ANS = (Round to 3 decimal places)
ultimate strength = 550.000MPa
load = 79000.000N
area = 7.000cm^2 = .07m
Not too sure how to start. A little help would be greatly appreciated. Thanks.
To find the factor of safety, we need to compare the ultimate strength of the steel hanger to the actual load it is supporting. The factor of safety is a measure of how much stronger the material is compared to the actual load it is subjected to.
First, let's convert the cross-sectional area from cm^2 to square meters.

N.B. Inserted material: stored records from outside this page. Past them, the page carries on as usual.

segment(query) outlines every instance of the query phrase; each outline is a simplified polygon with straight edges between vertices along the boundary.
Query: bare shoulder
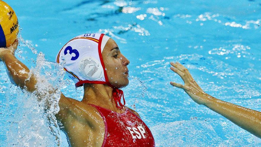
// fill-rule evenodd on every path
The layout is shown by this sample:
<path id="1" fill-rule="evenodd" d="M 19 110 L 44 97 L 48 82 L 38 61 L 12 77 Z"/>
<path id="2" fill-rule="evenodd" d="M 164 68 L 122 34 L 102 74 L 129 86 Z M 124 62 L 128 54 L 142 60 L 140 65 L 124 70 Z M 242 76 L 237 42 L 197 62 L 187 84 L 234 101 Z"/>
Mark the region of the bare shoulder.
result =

Since 1 cm^2 is equal to 0.0001 square meters, the cross-sectional area is 0.07 square meters (0.0001 x 7.000).
Now, we can calculate the stress on the hanger by dividing the load by the cross-sectional area:
Stress = Load / Area
Stress = 79000.000 N / 0.07 m^2
To find the factor of safety, divide the ultimate strength by the stress:
Factor of Safety = Ultimate Strength / Stress
Factor of Safety = 550.000 MPa / (79000.000 N / 0.07 m^2)
Now, we need to convert MPa to N/m^2 (Pascal) to have the same units for both the ultimate strength and stress. Since 1 MPa is equal to 1,000,000 N/m^2, the ultimate strength is 550,000,000 N/m^2 (550.000 x 1,000,000).
Factor of Safety = 550,000,000 N/m^2 / (79000.000 N / 0.07 m^2)
After performing the calculation, the factor of safety comes out to approximately 985.003 (rounding to 3 decimal places).